When it came to companies that eventually had their stocks delisted, there was no statistically significant difference between biotech companies and firms in the control group. In both cases, the most common reason for delisting was a merger or an acquisition.
With respect to acquisitions, more biotech companies with a market capitalisation of greater than $1 billion were acquired compared to non-biotech companies.
According to the study, bankruptcy or liquidation was not common in either group (3.1% for biotech and 2.5% for control). There was also no difference between groups for the interval between IPO and delisting. Overall, this indicates that biotech and control companies had similar rates of success and failures.
“Despite the extraordinary performance of the biotech sector in recent years, biotech is still often portrayed as a high-risk investment. Our study suggests that, in fact, the high-risk, high-return pattern associated with biotech companies after their IPO is a common characteristic of companies completing IPOs from other sectors as well,” said Dr. Fred Ledley, Director of the Centre for Integration of Science and Industry “This study also suggests that, for these emerging, public companies, the science-based, biotech business model generates equivalent economic value to more traditional, revenue-based business models.”

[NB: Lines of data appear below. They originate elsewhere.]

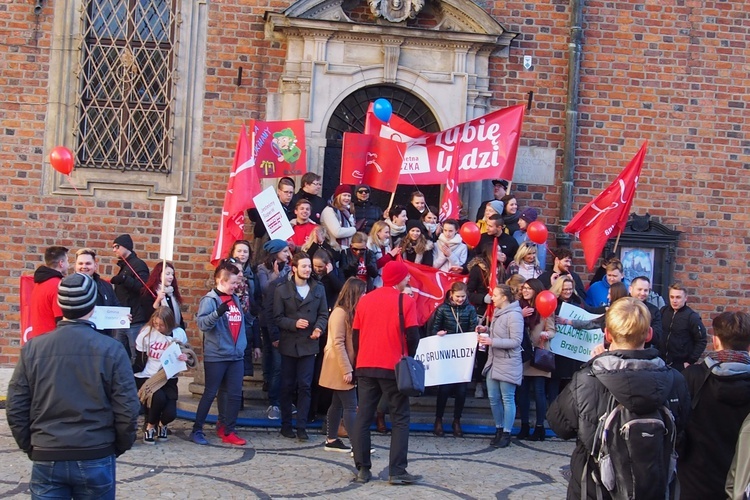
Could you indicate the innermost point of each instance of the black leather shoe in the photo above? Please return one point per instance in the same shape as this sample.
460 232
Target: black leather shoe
363 475
405 478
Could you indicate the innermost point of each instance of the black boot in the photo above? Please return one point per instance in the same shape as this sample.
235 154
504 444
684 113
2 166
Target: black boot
438 429
504 440
538 434
524 434
457 430
498 434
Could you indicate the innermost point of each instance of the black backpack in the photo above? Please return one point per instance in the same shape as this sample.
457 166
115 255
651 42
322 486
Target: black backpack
634 453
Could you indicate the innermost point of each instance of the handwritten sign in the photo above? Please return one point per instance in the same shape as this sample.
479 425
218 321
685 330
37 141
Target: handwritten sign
448 359
110 318
572 342
272 214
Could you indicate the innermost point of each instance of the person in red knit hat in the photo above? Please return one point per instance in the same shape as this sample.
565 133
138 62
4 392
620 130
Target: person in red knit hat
379 343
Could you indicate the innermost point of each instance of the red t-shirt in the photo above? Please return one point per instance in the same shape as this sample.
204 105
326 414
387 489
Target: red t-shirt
381 341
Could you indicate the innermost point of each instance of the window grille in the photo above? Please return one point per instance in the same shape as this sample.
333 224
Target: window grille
126 85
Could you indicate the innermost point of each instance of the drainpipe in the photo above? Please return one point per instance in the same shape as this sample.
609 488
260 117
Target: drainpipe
571 116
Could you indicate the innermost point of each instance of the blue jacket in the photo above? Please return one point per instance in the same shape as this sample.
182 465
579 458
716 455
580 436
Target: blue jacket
218 344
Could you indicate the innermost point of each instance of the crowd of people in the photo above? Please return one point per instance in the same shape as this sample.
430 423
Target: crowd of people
329 313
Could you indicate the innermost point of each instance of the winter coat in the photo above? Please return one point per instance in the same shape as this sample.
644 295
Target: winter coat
45 312
683 336
288 307
446 314
504 356
218 342
458 249
339 226
638 379
72 395
338 355
707 450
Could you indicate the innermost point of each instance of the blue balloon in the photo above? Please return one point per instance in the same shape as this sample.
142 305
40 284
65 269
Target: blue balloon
383 110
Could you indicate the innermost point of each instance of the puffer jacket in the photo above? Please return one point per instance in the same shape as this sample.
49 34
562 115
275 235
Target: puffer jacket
638 379
504 357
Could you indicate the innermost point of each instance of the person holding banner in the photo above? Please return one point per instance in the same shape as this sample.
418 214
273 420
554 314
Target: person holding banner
455 315
158 334
504 367
539 330
337 372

The authors noted that caution should be used in interpreting these findings, as most biotech companies with products in development were acquired before the end of the study period and most revenue from these products would not have been accrued until after acquisition. Thus, the revenues were not recognised in their analysis.
According to the study, a measure of company success in the biotechnology sector is less likely to be based on sustained revenues or profits, but rather acquisition.